2) A fondamento del ricorso si deduce, con il primo motivo, la violazione dell'art. 606 c.p.p., comma 1, lett. d ed e perchè i giudici di merito avrebbero illegittimamente respinto la richiesta di acquisizione di documenti idonei a dimostrare che, in capo all'imputato, non esisteva alcuna posizione di garanzia riferibile all'epoca in cui l'incidente era avvenuto; egli si era occupato dell'alveo fognario di (OMISSIS) solo in occasione dell'evento alluvionale del settembre 2001 e la documentazione di cui si chiedeva l'acquisizione era idonea a dimostrare questa circostanza.
 

Con il secondo motivo di ricorso si deduce il vizio di motivazione con riferimento alla circostanza che il Tribunale, invece di esaminare le censure proposte con l'appello, si è limitato ad un rinvio alla sentenza di primo grado omettendo quindi di motivare sui punti censurati ed in particolare sull'esistenza del rapporto di causalità tra condotta ed evento e sull'individuazione della regola cautelare violata.
In particolare, secondo il ricorrente, il giudice di appello, benchè sollecitato con i motivi di impugnazione, non avrebbe neppure esaminato le censure che si riferivano alle gravi contraddizioni nelle quali era caduta la persona offesa nel descrivere il fatto e all'attendibilità dei testimoni S.A. e D.M. S..
 

Con il terzo motivo si deduce ancora il vizio di motivazione con riferimento all'esistenza di una posizione di garanzia in capo al ricorrente. Nel ricorso si riporta la dichiarazione del teste S., superiore diretto del ricorrente, secondo cui al servizio fognature cui era preposto l'imputato competeva il convogliamento delle acque mentre gli alvei fognari "sono appartenenti al Genio Civile" ed egli era intervenuto successivamente all'incidente come ogni volta in cui si crea un problema; ma ciò non può valere a creare una posizione di garanzia senza che venga individuata la fonte e sulla base di un accertamento di polizia giudiziaria privo di alcuna conferma. Nè può trarsi, l'esistenza di questa posizione, dalla circostanza che A. era stato nominato direttore dei lavori dì ripristino a seguito degli eventi alluvionali del 2001.
 

 

2) Va premesso che il reato contestato all'imputato non è ad oggi ancora estinto per prescrizione. All'ordinario termine di prescrizione, che scadrebbe il 24 marzo 2010, vanno infatti aggiunti i seguenti periodi di sospensione:
 - dal 16.3 al 13.4.2010 (richiesta rinvio per studio questione);
 - dal 29.10.2008 al 9.1.2009; dal 28.6 al 20.9.2007; dal 14.12.2006 al 5.4.2007; dal 20.5 al 22.6.2004: tutti per astensione dalle udienze da parte degli avvocati;
 - dal 21.4 al 20.5.2004 per impedimento dell'imputato.
 I periodi di sospensione sono dunque pari a mesi undici e giorni 25 che vanno aggiunti al termine del 24 marzo 2010 e fanno ritenere che ad oggi il termine massimo di prescrizione non sia ad oggi ancora decorso.
 

3) Ciò premesso deve rilevarsi che il ricorso, per alcuni aspetti inammissibile laddove richiede al giudice di legittimità una diversa valutazione dei fatti, è comunque infondato e deve conseguentemente essere rigettato.

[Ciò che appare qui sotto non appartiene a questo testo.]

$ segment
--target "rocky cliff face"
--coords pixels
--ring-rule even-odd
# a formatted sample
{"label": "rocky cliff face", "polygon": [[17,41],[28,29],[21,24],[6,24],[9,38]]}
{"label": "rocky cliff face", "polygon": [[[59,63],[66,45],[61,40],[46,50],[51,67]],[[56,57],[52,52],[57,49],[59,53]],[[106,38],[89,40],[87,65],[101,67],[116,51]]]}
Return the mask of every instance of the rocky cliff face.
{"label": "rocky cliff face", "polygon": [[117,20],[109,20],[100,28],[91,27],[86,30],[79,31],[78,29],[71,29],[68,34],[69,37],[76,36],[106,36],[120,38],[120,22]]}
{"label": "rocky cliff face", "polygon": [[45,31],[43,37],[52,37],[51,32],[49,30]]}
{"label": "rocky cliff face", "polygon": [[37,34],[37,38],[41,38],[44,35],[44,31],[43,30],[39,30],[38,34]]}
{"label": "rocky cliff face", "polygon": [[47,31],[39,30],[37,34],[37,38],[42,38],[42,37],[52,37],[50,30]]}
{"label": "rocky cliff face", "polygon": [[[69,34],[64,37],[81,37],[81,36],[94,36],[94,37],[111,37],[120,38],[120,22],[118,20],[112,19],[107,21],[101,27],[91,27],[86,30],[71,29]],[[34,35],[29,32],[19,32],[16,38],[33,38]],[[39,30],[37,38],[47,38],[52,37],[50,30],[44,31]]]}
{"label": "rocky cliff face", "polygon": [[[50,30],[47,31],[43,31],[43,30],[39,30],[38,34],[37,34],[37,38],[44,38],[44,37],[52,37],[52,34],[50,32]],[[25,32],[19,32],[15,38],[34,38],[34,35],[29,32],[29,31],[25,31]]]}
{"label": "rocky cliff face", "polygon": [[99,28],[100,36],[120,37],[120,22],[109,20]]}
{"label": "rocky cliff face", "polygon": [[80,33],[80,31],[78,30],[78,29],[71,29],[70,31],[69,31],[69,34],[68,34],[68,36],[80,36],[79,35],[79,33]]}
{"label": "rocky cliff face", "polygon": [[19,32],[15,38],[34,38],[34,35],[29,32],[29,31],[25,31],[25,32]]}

Per ragioni di ordine logico è opportuno esaminare preliminarmente le censure, contenute soprattutto nel secondo motivo, che si riferiscono alle modalità dell'incidente. Questo esame non può che concludersi con la dichiarazione di inammissibilità del motivo perchè le censure proposte mirano ad una ricostruzione del fatto diversa da quella dei giudici di merito laddove hanno accertato che la persona offesa, mentre camminava lungo la cancellata già descritta, urtava contro la staffa metallica lunga circa 20 cm. che sporgeva dalla cancellata, cadeva al suolo e si procurava le lesioni già descritte.
A questa conclusione i giudici sono pervenuti sulla base delle dichiarazioni della persona offesa e di testimoni (uno dei quali aveva provveduto al soccorso dell'imputato) oltre che delle fotografie scattate subito dopo il fatto che confermano la presenza dell'insidia.
Le censure sul punto contenute nel ricorso sono inammissibili perchè dirette ad una rivalutazione delle prove assunte in giudizio ed in particolare delle deposizioni testimoniali in merito alle quali la sentenza impugnata ha formulato una incensurabile valutazione di attendibilità.
Consegue anche, a queste conclusioni, l'infondatezza delle censure che si riferiscono alla mancata individuazione della regola cautelare violata (costituita, in tutta evidenza, dalla mancata eliminazione di un'insidia) e all'efficienza causale di questa violazione sull'evento (le lesioni sono la conseguenza dell'urto del pedone contro la staffa metallica sporgente).
 

 

4) Infondate sono anche le censure che si riferiscono all'esistenza di una posizione di garanzia in capo all'imputato.
Il ricorrente contesta l'esistenza di questa posizione di garanzia che forma anche oggetto della richiesta, respinta, di riapertura dell'istruzione dell'istruzione dibattimentale formulata nel giudizio di appello.
Ma le sentenze di merito hanno accertato un elemento di fatto (neppure contestato dal ricorrente) che è dotato di una valenza indiscutibile per i fini che interessano. Non solo infatti gli accertamenti effettuati, anche ad opera della polizia giudiziaria (che aveva ricevuto una risposta scritta firmata dall'imputato alla richiesta di indicazione della ditta incaricata della manutenzione) avevano confermato che la persona preposta al servizio era l'odierno imputato, ma altresì che questi, dopo l'infortunio, era intervenuto per mettere in sicurezza la barriera metallica per l'eliminazione dell'insidia.
Queste argomentazioni, non contestate ed esenti da alcuna illogicità, sono idonee a dimostrare che A. rivestiva una posizione di garanzia anche per la prevenzione di infortuni derivanti dalla inesistente o inidonea manutenzione della barriera delimitante il canale fognario e quindi correttamente sono state dai giudici di merito poste a fondamento dell'affermazione che A. era competente per questi interventi e quindi che rivestiva la contestata posizione di garanzia.
Da ciò deriva altresì l'incensurabilità, nel giudizio di legittimità, della valutazione di irrilevanza della documentazione della quale si è chiesta l'acquisizione nel giudizio di appello avendo, i giudici di merito, accertato in modo inequivoco che all'imputato competevano gli interventi di prevenzione, poi peraltro da lui effettuati dopo l'incidente.

 

5) Alle considerazioni in precedenza svolte consegue il rigetto del ricorso con la condanna del ricorrente al pagamento delle spese processuali.

 

 P.Q.M.

 

  la Corte Suprema di Cassazione, Sezione 4^ penale, rigetta il ricorso e condanna il ricorrente al pagamento delle spese processuali.
 Così deciso in Roma, il 1 febbraio 2011.